A month after my visit, I received an email from the vocation director; he felt that due to my Aspergers, I would not be a suitable candidate for their order. He also felt that I was more suited to be a monastic (Fun Fact: Fra Girolamo, Pier Giorgio's name as a Tertiary Dominican, was a Dominican Monk, sounds like a perfect blend!). The irony of the situation was that I had visited the Benedictines (near where I live) only a few months prior. I felt hurt, and felt it was wrong that anyone should be treated that way. Despite the anger, hurt, bitterness and depression that swelled within me, I still felt Dominic was the order I relate with the most. With the rejection of both the Benedictines (which would have been a terrible match for me) and Dominicans, I felt that no one wanted me; in short, I felt I was a misfit (and in some respects, I still do).

 Like Pier Giorgio, I feel that I can have a wider impact as a layperson (that is associated with a given order), and that my passion and zeal fits the Order of Preachers well. Perhaps it is simply a matter of impatience on my part (in which case, please pray I obtain it!). I hope that, someday (if not soon!), I can be considered for a novitiate soon; how I wish the Tertiary Dominicans would dress as they did long ago (which was a full habit). In reality, I still love Daddy Dominic and his order, despite the rejection. If I am a Hound of the Lord, then I am a bulldog; I will not let go of something until I get it. The Order of Dominic is so diverse, that I see no reason why Aspergers would be a problem. In fact, I feel that those with Aspergers, or on the Autism Spectrum, would be a perfect fit, because our interests and our personalities are so varied (Autism is like the name implies, a spectrum), just like the Dominicans saints themselves. 

 If I have to wait a few years so be it, but sometimes I wonder if those such as Francis, Benedict or Dominic would be embarrassed by the members of the order today. I feel that maybe sometimes my outspokenness can raise some eyebrows, and even perhaps label me as a "troublemaker"; yet, isn't that how Christ was seen long ago? In any case, I feel that those with a disability, whether it's intellectual or physical, can be connected to an order in one way or another (Bl. Margaret of Castello as an example).
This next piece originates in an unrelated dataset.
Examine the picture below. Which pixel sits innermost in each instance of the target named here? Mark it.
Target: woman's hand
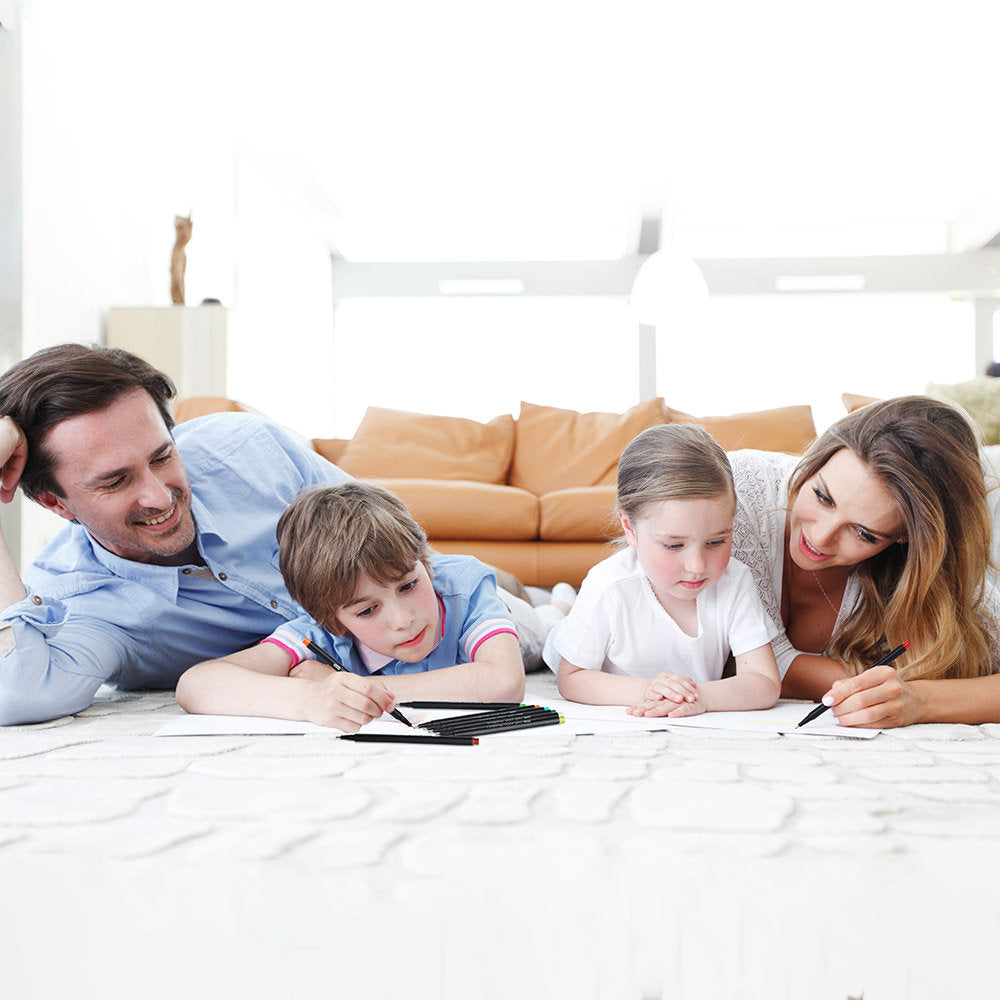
(875, 699)
(311, 670)
(13, 455)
Should an order be started for those with disabilities? Possibly, but I feel like that would be a slap in the face to the Catholic Church (and if God was calling me to do something like that, I would not want to slap the Church in the face). Because those with disabilities (those with Autism the perfect example) vary in what they have as well as severity, perhaps a legal service could be started to help those who feel they have a call, but because of their disability are not permitted. 

In my case, I feel I have a gift of writing, and that’s why I do this blog. I echo Thomas in that all I want is to carry my cross of Aspergers (as well as help others with theirs) one day at a time (to quote Thomas, Non Nisi Te Domine, Nothing if not You Lord). I also realize that whatever I do is a drop in the bucket; everything I do is more straw for animals, compared to my friends or even saints I love. Yet, I know that even doing this blog is better than nothing; St. Mother Teresa would say that even this drop in the bucket helps to make the ocean more complete. 

Bl. Humbert of Romans, another Dominican, helped to really pump up the order after Dominic passed away (he was only 50!). He not only told us how we can preach (which is a lot of different ways), but that all of us are called to preach in one way or another. St. Dominic’s order has been seen as Hounds for the Lord; they don’t wait, they run out to lick the sores of those who need it. In my case, I feel more a pup for the Lord; I’ve been studying about the order and its saints for close to a year now, and I see myself more as a puppy getting milk; slowly but surely. I can only hope that the Order will allow members via Skype in the near future. We are all called to go and preach the Gospel; that’s what Dominic told us, and it’s what Our Lord commanded of us. How do we do that? That’s up to you. 


Happy 800th to the Order of Preacher; go out to all the world, and tell the Good News!